Rawan Gesekan, Kewenangan KPK-Kejagung dalam Menangani Korupsi Dinilai Perlu Dievaluasi
- Istimewa
Jakarta, VIVA – Pendiri Haidar Alwi Institute (HAI) R. Haidar Alwi meminta DPR untuk mengevaluasi kewenangan Komisi Pemberantasan Korupsi (KPK) dan Kejaksaan Agung dalam menangani tindak pidana korupsi.
"Diharapkan Presiden Prabowo Subianto, Menko Polkam, dan DPR bisa mengevaluasi KPK dan Kejaksaan Agung," ujar Haidar Alwi dalam keterangannya di Jakarta, Selasa.
Ia menjelaskan bahwa saat ini ada tiga institusi yang bertugas menangani kasus korupsi, yaitu KPK, Kejaksaan Agung, dan Polri.
Dalam pemberantasan tindak pidana korupsi, KPK dan Kejaksaan Agung sama-sama dapat menjalankan fungsi penyelidikan, penyidikan, dan penuntutan. Sementara itu, Polri hanya terbatas pada fungsi penyelidikan dan penyidikan.

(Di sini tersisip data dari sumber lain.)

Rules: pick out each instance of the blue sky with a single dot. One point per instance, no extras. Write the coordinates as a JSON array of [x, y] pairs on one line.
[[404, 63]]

Menurut Haidar Alwi, undang-undang sebenarnya telah mengatur dengan jelas kewenangan masing-masing agar tidak tumpang-tindih.
Ia merujuk pada Pasal 11 ayat (1) dan (2) Undang-Undang Nomor 19 Tahun 2019 tentang KPK yang menyatakan kasus korupsi dengan kerugian negara paling sedikit Rp1 miliar ditangani oleh KPK.
Sementara itu, kasus korupsi yang nilai kerugian negara di bawah Rp1 miliar wajib ditangani atau diserahkan kepada kejaksaan dan Polri.
Akan tetapi, pada pelaksanaannya, KPK yang seharusnya menangani kasus besar justru lebih sering menangani kasus kecil.
Sebaliknya, Kejaksaan Agung justru menangani kasus-kasus besar, seperti Asabri, Jiwasraya, BTS Kominfo, dan kasus timah.
"Hanya Polri yang on the track, tertib sesuai undang-undang," ucap Haidar Alwi.
Ia berpandangan bahwa fenomena matahari kembar KPK dan Kejaksaan Agung dalam penanganan tindak pidana korupsi dapat menimbulkan gesekan antarinstitusi dan kekacauan penegakan hukum, khususnya pemberantasan tindak pidana korupsi.
Oleh karena itu, ia menegaskan penting bagi KPK maupun Kejaksaan Agung untuk mengacu pada undang-undang dalam hal melaksanakan tugas dan wewenangnya. (ANT)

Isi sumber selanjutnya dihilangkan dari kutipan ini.